The relation to the therapist enables the client to gather up courage and to make more and more steps towards his own liberation. The development of the client's personality is possible, because the psychotherapist is open, interested and attentive and he is able to provide a sustainable relationship. The therapist opens a space, that helps the client to come to himself or herself, to find out, who he or she is. Medard Boss speaks of the "psychotherapeutic Eros", which is characterised by unselfishness, self-discipline and deep respect for the unique being of the client. The firmness and the permanence of this stance over the client is not depending on what ever behaviour he or she may display towards the therapist[3]. To provide this, the therapist has to be deeply rooted in life. I think, that does not mean, one has to be always in a so called positive mood, it just means, that he has to be authentic and present. The ability to find the right questions is good, but often it is not necessary to ask them, because the client finds the way to questions himself. 
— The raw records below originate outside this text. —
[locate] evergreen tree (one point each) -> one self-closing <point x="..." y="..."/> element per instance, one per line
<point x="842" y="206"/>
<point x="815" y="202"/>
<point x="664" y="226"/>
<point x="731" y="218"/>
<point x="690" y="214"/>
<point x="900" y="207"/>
The therapist doesn’t react only out of his knowledge, he reacts out of authenticity, vitality and his being involved and united with the same cause as the client. It is a matter of intuition and loving care. Love is in this matter understood as, I quote out of the Letter on Humanism: "To embrace a thing or a person in their essence [...] Thought in a more original way such favouring means the bestowal of their essence as a gift"[4]. („Sich einer Sache oder einer Person in ihrem Wesen annehmen [...] Dieses Mögen bedeutet, ursprünglicher gedacht: das Wesen schenken"[5]) This all is not an easy walk, it can be painful and exhausting in certain periods. 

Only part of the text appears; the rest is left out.